Question

Player 1 and Player 2 choose and integer between 0 and 100 (including 0 and 100). Their choice is made simultaneously and independently. Suppose Player 1 chooses x and Player 2 chooses y. If x < y Player 1 obtains x and Player 2 obtains zero. Similarly, if y < x Player 2 obtains y and Player 1 obtains zero. If x = y then each one obtains x/2 = y/2. Find all pure strategy Nash equilibrium in this game.

Answer 1

There are 3 pure strategy Nash equilibrium:

(1) Both players bid 0. In this case both fo them will get 0. There is no incentive for anyone to deviate as even if one player bids higher, he will not get anything.

(2) Both players bid 1. In this case, both of them will get 1/2 each. Now let us see if any player has the incentive to deviate. If a player bids higher than 1, he gets 0 so he will not bid higher.

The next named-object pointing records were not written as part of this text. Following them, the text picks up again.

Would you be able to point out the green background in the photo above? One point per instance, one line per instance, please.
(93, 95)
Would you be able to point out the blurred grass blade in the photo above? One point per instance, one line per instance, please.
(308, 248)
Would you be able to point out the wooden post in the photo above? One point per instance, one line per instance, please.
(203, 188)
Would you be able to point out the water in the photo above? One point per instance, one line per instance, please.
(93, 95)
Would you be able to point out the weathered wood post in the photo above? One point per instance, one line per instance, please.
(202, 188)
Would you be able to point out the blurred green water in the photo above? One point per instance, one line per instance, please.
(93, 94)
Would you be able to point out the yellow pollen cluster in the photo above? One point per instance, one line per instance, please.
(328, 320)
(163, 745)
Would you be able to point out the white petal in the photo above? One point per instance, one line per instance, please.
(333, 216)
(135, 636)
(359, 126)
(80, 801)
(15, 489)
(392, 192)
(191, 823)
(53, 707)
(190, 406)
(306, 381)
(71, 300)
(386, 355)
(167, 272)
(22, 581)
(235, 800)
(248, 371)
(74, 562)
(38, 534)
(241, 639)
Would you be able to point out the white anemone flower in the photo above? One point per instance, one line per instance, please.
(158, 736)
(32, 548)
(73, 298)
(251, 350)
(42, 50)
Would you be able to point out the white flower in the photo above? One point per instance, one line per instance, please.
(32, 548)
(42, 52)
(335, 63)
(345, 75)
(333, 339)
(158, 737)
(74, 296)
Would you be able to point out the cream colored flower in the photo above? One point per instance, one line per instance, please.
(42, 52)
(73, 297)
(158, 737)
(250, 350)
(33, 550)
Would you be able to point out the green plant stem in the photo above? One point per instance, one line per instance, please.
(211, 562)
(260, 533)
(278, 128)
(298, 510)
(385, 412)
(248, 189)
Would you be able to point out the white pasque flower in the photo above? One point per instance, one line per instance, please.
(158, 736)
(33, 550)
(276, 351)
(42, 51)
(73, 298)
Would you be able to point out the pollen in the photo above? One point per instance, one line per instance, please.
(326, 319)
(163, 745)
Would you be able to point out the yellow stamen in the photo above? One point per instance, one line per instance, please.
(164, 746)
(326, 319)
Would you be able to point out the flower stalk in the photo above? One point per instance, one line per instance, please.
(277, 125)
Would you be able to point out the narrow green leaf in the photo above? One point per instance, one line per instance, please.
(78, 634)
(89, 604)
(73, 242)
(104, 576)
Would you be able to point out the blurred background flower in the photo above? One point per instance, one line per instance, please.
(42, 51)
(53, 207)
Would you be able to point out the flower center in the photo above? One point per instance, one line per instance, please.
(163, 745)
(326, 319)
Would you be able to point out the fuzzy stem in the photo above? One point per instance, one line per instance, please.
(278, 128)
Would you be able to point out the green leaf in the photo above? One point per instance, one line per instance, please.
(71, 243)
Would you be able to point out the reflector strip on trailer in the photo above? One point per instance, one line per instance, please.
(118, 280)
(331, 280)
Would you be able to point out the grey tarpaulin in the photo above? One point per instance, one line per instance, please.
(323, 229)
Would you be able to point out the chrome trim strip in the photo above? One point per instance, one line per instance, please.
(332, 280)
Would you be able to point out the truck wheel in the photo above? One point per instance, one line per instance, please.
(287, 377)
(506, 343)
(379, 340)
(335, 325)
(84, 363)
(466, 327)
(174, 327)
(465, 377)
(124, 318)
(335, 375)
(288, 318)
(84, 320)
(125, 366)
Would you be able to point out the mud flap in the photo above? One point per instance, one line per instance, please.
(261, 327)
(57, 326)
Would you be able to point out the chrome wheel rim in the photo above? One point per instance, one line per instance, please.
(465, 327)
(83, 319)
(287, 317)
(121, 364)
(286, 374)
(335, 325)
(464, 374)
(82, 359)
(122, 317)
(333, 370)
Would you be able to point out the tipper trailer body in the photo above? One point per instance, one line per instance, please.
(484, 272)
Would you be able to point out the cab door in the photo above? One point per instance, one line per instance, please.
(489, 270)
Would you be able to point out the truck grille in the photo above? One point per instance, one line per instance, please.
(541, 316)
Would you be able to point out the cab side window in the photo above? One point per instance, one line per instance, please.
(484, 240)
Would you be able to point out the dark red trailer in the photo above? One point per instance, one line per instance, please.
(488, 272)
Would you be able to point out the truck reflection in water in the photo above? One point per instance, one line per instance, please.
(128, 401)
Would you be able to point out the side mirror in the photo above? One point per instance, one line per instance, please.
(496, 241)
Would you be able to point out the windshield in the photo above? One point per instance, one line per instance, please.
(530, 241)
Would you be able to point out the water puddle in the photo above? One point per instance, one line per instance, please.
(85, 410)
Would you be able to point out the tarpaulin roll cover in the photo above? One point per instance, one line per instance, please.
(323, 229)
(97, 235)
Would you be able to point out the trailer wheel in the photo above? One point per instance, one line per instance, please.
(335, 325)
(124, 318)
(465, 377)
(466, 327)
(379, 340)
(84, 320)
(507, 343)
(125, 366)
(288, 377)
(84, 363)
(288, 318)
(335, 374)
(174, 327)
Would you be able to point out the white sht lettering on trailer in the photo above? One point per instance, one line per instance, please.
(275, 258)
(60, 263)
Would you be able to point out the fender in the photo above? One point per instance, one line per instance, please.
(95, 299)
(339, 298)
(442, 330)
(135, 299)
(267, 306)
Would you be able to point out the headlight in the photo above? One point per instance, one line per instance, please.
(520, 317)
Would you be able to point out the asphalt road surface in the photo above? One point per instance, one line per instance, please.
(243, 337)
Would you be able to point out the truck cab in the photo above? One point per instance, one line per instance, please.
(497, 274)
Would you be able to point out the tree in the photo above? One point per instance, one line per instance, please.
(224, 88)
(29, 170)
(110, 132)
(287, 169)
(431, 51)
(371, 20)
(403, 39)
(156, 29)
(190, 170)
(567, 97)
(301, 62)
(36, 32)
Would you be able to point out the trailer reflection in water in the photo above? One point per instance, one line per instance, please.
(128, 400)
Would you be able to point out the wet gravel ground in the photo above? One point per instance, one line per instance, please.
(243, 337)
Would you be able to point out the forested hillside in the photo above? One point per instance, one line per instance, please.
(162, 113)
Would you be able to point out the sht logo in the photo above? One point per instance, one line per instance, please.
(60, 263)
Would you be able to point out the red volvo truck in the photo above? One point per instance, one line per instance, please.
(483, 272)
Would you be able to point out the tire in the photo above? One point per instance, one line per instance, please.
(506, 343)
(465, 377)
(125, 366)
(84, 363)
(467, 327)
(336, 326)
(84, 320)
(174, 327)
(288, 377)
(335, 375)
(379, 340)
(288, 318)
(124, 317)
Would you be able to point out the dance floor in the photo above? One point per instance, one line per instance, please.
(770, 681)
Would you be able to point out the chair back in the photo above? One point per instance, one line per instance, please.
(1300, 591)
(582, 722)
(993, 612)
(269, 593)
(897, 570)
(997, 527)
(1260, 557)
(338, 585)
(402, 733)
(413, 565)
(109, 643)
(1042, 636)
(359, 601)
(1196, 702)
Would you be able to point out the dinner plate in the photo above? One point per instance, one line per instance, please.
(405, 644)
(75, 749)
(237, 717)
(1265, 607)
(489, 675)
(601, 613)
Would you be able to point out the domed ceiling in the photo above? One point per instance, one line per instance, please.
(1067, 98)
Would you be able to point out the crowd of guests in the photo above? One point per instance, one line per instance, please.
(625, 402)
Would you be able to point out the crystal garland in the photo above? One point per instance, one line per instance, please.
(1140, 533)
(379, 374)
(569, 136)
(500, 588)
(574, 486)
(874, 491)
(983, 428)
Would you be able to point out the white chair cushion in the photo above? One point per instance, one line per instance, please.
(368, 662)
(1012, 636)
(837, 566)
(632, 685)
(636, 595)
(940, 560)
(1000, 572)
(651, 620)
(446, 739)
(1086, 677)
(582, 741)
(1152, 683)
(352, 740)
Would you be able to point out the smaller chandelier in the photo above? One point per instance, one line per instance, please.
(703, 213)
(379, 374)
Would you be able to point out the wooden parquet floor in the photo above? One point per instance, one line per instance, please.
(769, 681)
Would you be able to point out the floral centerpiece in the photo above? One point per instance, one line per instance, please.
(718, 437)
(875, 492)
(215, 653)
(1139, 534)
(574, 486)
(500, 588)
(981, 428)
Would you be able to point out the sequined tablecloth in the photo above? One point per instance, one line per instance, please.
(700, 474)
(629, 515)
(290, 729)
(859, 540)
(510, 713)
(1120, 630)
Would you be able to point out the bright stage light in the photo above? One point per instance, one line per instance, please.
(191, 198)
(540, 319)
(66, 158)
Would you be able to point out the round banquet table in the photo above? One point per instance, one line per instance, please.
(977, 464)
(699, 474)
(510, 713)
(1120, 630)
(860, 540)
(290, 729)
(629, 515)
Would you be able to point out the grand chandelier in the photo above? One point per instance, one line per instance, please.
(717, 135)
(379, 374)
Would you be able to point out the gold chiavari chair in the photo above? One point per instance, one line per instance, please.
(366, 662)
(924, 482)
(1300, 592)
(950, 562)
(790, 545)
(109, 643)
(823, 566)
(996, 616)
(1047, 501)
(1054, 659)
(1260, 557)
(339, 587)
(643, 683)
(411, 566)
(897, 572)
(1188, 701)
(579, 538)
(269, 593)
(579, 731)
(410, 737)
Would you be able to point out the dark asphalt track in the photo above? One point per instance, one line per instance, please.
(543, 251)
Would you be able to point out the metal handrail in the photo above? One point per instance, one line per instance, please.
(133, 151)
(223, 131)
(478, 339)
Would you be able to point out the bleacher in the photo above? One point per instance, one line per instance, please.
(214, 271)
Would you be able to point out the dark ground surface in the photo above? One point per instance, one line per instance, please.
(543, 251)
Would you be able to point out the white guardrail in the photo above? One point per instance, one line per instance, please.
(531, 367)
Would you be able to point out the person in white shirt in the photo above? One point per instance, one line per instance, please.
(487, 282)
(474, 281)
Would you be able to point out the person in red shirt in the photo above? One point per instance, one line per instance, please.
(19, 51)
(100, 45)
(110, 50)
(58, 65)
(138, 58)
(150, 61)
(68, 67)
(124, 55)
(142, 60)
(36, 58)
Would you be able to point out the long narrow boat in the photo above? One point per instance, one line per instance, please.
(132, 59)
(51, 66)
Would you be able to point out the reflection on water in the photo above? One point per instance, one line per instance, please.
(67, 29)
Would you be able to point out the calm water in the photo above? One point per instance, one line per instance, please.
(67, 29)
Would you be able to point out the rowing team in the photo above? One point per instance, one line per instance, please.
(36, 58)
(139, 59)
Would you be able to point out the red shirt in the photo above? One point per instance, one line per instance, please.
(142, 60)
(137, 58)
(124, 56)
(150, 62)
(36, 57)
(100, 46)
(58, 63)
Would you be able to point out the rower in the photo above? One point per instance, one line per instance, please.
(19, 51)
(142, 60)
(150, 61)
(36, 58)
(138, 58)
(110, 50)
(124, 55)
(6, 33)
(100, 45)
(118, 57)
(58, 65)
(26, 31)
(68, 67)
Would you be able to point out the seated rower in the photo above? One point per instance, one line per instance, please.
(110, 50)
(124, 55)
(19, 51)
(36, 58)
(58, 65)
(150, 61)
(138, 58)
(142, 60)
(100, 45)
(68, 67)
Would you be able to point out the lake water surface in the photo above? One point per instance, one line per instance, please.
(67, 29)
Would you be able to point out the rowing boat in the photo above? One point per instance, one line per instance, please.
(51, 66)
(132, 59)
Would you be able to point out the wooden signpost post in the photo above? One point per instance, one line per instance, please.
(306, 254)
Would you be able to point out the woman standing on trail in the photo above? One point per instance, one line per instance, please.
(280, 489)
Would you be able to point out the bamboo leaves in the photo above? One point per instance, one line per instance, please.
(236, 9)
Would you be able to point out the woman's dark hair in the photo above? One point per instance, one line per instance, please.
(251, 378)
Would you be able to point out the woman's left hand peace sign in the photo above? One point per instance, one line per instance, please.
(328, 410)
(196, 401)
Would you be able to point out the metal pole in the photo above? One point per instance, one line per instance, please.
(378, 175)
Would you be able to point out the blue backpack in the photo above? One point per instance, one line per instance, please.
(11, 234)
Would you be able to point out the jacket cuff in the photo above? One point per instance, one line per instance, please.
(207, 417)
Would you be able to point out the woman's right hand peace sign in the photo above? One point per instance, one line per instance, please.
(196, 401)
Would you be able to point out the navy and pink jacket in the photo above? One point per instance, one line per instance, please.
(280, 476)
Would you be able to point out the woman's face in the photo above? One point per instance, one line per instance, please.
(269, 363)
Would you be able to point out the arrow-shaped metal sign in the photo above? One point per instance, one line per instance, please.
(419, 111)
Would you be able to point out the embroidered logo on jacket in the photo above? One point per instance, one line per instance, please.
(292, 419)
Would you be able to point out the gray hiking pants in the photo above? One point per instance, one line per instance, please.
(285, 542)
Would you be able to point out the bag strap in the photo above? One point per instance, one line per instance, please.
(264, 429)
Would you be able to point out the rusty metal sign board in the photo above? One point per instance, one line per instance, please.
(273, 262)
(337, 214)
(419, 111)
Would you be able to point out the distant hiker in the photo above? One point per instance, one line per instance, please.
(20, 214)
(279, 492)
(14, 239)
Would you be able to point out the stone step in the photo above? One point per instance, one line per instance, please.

If he bids less, the only value available to bid is 0, in which case he gets 0, so there is no incentive to bid less as well. Thus, (1,1) is an equilibrium.

(3) Both players bid 2. In this case, both of them will get 1 each. Now let us see if any player has the incentive to deviate. If a player bids higher than 2, he gets 0 so he will not bid higher. If he bids lower to 1, he will still only get 1 that he is already getting. He will not bid 0 as that gives him 0. Thus, there is no strict incentive to deviate and thus (2,2) is an equilibrium.

It is easy to see that no other outcome is an equilibrium.

Bidding the same value above 2 is not an equilibrium. Suppose both bid 3 and get 1.5 each. The player has an incentive to bid 2 and get 2 > 1.5.

Bidding different numbers can not be equilibrium as the higher bidder can always gain by cutting down the other other player.